Friday, January 1, 2010

THE BOAT IS EMPTY


Lin Chi, one of the greatest Zen masters, was very fond of boating while he was young. He had one small boat and he would go on the lake alone for many hours together. Once he was in his boat meditating with closed eyes on a beautiful night. An empty boat came floating downstream and struck his boat. Since his eyes were closed he thought that someone was there with his boat and struck. Anger arose. He opened his eyes and he was just going to say something to that man in anger. Then he realized that the boat was empty.

He said, “There was no possibility to project the anger on an empty boat. So I just floated backward with subsided anger. The empty boat became my realization. I came to a point within myself in that silent night. And now if someone comes and insults me, I laugh and say, “This boat is also empty”.

We know two ways to deal with anger. One is throwing our anger onto the other. But when we have wounded the other we may feel guilty and we may regret that we should not have done this.

Or we may suppress our anger. In this way we may go on collecting anger. But we cannot suppress it continuously.

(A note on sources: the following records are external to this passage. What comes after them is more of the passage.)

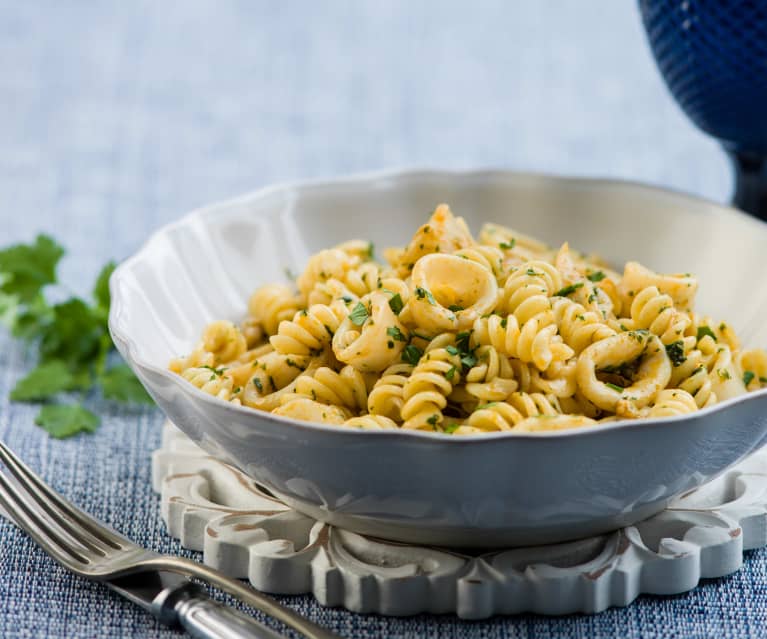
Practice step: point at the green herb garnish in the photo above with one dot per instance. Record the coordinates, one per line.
(411, 354)
(703, 331)
(359, 314)
(395, 304)
(396, 333)
(422, 292)
(75, 350)
(568, 290)
(675, 352)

It can explode any moment. Suppression is nothing but postponing.

There is a third way. As Lin Chi learnt from the empty boat, understanding that the other is not the source. The source is always within us.

A friend comes by and makes a joking remark. Nine out of ten we would laugh, think it funny, think nothing much about it and make a good natured crack in return. But it does not happen every day. One day we are suffering tensions of anxiety and worry. We take the remark in the wrong way, become offended and hurt, and anger begins to rise.

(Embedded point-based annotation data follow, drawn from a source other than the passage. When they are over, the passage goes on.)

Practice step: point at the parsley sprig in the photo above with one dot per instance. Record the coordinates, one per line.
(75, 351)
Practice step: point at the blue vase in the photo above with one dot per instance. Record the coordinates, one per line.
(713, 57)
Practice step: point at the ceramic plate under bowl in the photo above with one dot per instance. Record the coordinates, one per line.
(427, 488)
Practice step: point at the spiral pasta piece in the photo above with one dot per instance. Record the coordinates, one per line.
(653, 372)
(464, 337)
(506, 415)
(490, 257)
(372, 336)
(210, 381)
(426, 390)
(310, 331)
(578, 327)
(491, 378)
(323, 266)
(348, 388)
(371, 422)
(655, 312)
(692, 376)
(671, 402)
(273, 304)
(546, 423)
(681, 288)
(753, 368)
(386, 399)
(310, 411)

This simple everyday experience illustrates well the principle that we are injured and hurt emotionally- not so much by other people or what they say or don’t say- but by our own attitude and our response.

If we throw a bucket into a dry well, nothing will come out. If we throw the bucket in water filled well, water will come out. Water is from the well and the bucket only helps to bring it out. So one who is insulting us is just throwing a bucket in us and the bucket will come out filled with anger or hate that was inside us.

We alone are responsible for our responses and reactions. So it is our own response that we have to be concerned about-not other people’s. We are programmed to react, we are hypnotized into thinking that a response is called for or we are not matured adults. Actually the matured adult is the one who thinks before reacting to anything. We do not have to respond at all. Like Lin Chi we can also laugh and say “This boat is also empty”.